В наших головушках не извести ни лета,
ни февраля, где с горя танцуют все,
кто без чернил. И спорил бы кто – нелепо
жить, словно всё ещё бегаешь по росе,
словно нас всё же вывезла вверх кривая,
словно не стёрт с горячечных губ кармин,
лучшие сны наши словно бы не склевали
во́роны – те, которых ты прикормил.
молчать по-русски
смотри, как часовой затянут пояс
сибиряки живыми не сдаются.
из города опять уходит поезд,
они здесь никогда не остаются.
и было бы нисколечко не жаль, но
в далёкие края из википедий
они увозят, просвистев прощально,
героев наших маленьких трагедий.
ковчег плацкартный, междометий грозди,
в багажных полках сумки и разгрузки,
умеют с детства каменные гости
петь на попутном, а молчать по-русски.
кто – семечек купив у бабы клавы,
кто – загрузившись огненной водою,
они, беспечно сдвинув балаклавы,
делиться станут хлебом и бедою,
а то – хвалиться арсеналом скудным
трофейных снов про море, эвкалипты.
а ты стоишь под куполом лоскутным
и только повторяешь – эка, влип ты.
всех где-то ждут в какой-нибудь вероне,
за что же втоптан в снежный мегаполис
ты, белым обведённый на перроне?
из города опять уходит поезд.
пока идут
война войной а город словно снится вам
но нет верней лекарства от морщин
весна красна в чужом платочке ситцевом
встречает растерявшихся мужчин
по жизни не взрослеющее воинство
прикрывших нарисованный очаг
где так самозабвенно пьётся воется
где стынет свет в зажмуренных очах
где помнят чьи следы между сугробами
дымятся – что сгорит то не сгниёт
жаль что своих под выцветшими робами
не разглядеть пока не треснет лёд
пока танцуешь на скрипучей наледи
вбирая воздух словно чистый спирт
и только умирать выходишь на̀ люди
где кто-нибудь непрошеный не спит
постой господь не жги не вынимай чекѝ
пока клянусь в нечаянном родстве
пока идут мои слепые мальчики
в навстречу им распахнутый рассвет
Горловка
выводя из себя, не держи меня за руки, брат.

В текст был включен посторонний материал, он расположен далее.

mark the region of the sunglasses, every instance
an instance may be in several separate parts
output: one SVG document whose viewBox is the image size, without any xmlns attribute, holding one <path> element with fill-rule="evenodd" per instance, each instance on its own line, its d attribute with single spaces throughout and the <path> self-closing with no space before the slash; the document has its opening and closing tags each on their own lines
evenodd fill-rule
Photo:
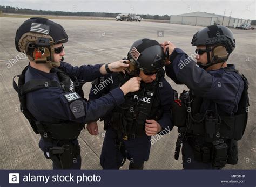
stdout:
<svg viewBox="0 0 256 187">
<path fill-rule="evenodd" d="M 198 55 L 201 55 L 205 52 L 212 51 L 212 49 L 196 49 L 194 51 Z"/>
<path fill-rule="evenodd" d="M 63 51 L 63 49 L 64 49 L 64 46 L 63 46 L 63 45 L 62 45 L 62 46 L 60 46 L 60 47 L 55 48 L 54 48 L 54 52 L 56 54 L 59 54 L 61 52 L 62 52 L 62 51 Z"/>
<path fill-rule="evenodd" d="M 155 74 L 157 74 L 157 71 L 156 71 L 156 72 L 153 72 L 153 73 L 147 73 L 147 72 L 144 72 L 143 71 L 144 74 L 146 75 L 147 75 L 147 76 L 152 76 Z"/>
</svg>

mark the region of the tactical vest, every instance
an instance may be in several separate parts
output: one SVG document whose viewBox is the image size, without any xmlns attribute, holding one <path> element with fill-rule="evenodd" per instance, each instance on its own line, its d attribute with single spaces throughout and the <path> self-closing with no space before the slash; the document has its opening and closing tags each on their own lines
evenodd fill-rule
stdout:
<svg viewBox="0 0 256 187">
<path fill-rule="evenodd" d="M 121 85 L 131 77 L 127 74 L 124 77 L 119 74 Z M 160 98 L 157 96 L 160 80 L 164 77 L 163 69 L 159 71 L 156 80 L 150 83 L 142 82 L 139 91 L 125 96 L 125 102 L 113 112 L 110 125 L 119 136 L 145 135 L 146 119 L 157 121 L 163 114 Z"/>
<path fill-rule="evenodd" d="M 239 74 L 237 70 L 228 67 L 224 69 Z M 211 161 L 217 168 L 225 166 L 227 160 L 227 163 L 237 164 L 238 155 L 234 155 L 237 153 L 230 150 L 232 146 L 231 142 L 233 142 L 233 147 L 237 146 L 236 140 L 242 138 L 247 122 L 249 106 L 249 83 L 244 75 L 239 74 L 244 82 L 244 88 L 238 110 L 234 116 L 219 113 L 214 103 L 212 103 L 215 105 L 214 110 L 200 113 L 203 98 L 193 95 L 191 90 L 184 91 L 180 100 L 176 100 L 172 111 L 174 125 L 178 127 L 179 133 L 174 155 L 176 160 L 179 157 L 182 141 L 186 138 L 193 147 L 194 157 L 198 161 Z"/>
<path fill-rule="evenodd" d="M 55 69 L 60 83 L 47 79 L 33 79 L 25 83 L 25 73 L 28 68 L 29 66 L 26 66 L 21 75 L 14 77 L 13 87 L 18 94 L 21 111 L 29 120 L 35 133 L 40 134 L 45 141 L 50 142 L 54 140 L 72 140 L 77 138 L 81 130 L 84 128 L 84 124 L 70 121 L 51 123 L 37 120 L 26 107 L 26 94 L 42 88 L 59 87 L 65 92 L 76 91 L 82 97 L 83 96 L 82 87 L 85 82 L 78 80 L 75 77 L 71 78 L 62 67 L 58 67 Z M 18 85 L 14 81 L 16 77 L 19 78 Z"/>
</svg>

дай ладоням запомнить податливый сумрак белёсый,
перебрать поименно сугробы напрасных утрат
и смотреть, и смотреть, как метель обнимает берёзы.
поклониться родным, между делом, сходящим с ума,
и чужих не забыть, хладнокровно шагающих рядом.
зарекаться нет смысла – пусть будут тюрьма и сума,
лишь бы выстоял дом, изувеченный шалым снарядом.
тише, девочка спит, что есть сил обнимавшая мать,
на покрывшейся коркой земле, обернувшейся адом.
здесь, по слухам, война – вот и некому их поднимать,
обескровленных птиц, на лету искалеченных градом.
отпусти меня к ним, безмятежно не помнящим зла,
я смогу рассказать им,
что пропасть совсем не бездонна,
что и с той стороны было видно, как нежно несла
мирно спящую дочь на слабеющих крыльях мадонна.
перемирие, брат, фейерверк завершает концерт,
лишь бы нам не забыть это пение их горловое…
песня – тоже тоннель, свет опять обещали в конце.
сколько долгих веков с непокрытой стоять головою
век эпилога
все эпилоги – попытка сказать «прости»,
иногда – поздороваться,
чаще – красиво выйти
из той самой воды, в которую – не врасти
дважды – пробовал?
и ведь будешь сидеть и выть, и
ждать, когда проплывет хотя бы не труп врага,
так его томагавк, а лучше – вязанка писем
о тебе и о ваших шансах копыта сбить и рога
самопальному богу, что так теперь независим
и уже не нуждается в ваших задорных «ку»,
но по-прежнему почитаем, чреват, приколен
и всё так же гордится дырою в левом боку,
но боится девочек в белом и колоколен.
отбинтуй ему неба, похожего на плакат –
пусть гордится участием, коли не смог участьем,
доит розовым градом набухшие облака
и чужие итаки делит с братвой на части.
затаись, будто не было – верь, но не смей просить.
если знахарь – лечи, но ни-ни, не давай поверить,
потому что обманешь, не время кричать «прозит»,
это время больное, мечется и грозит,
это время последней охоты на тени зверя.
если плакальщик – плачь: живые же, если воем,
если клоун – смеши, закутай в цветные шали
всех бездомных и нелюбимых –
не тех еще воскрешали.
ну, а если воин –
не надейся, мол, после нужных слов еще насорю,
а пока обойдусь штыковой лопатой, лассо и миной.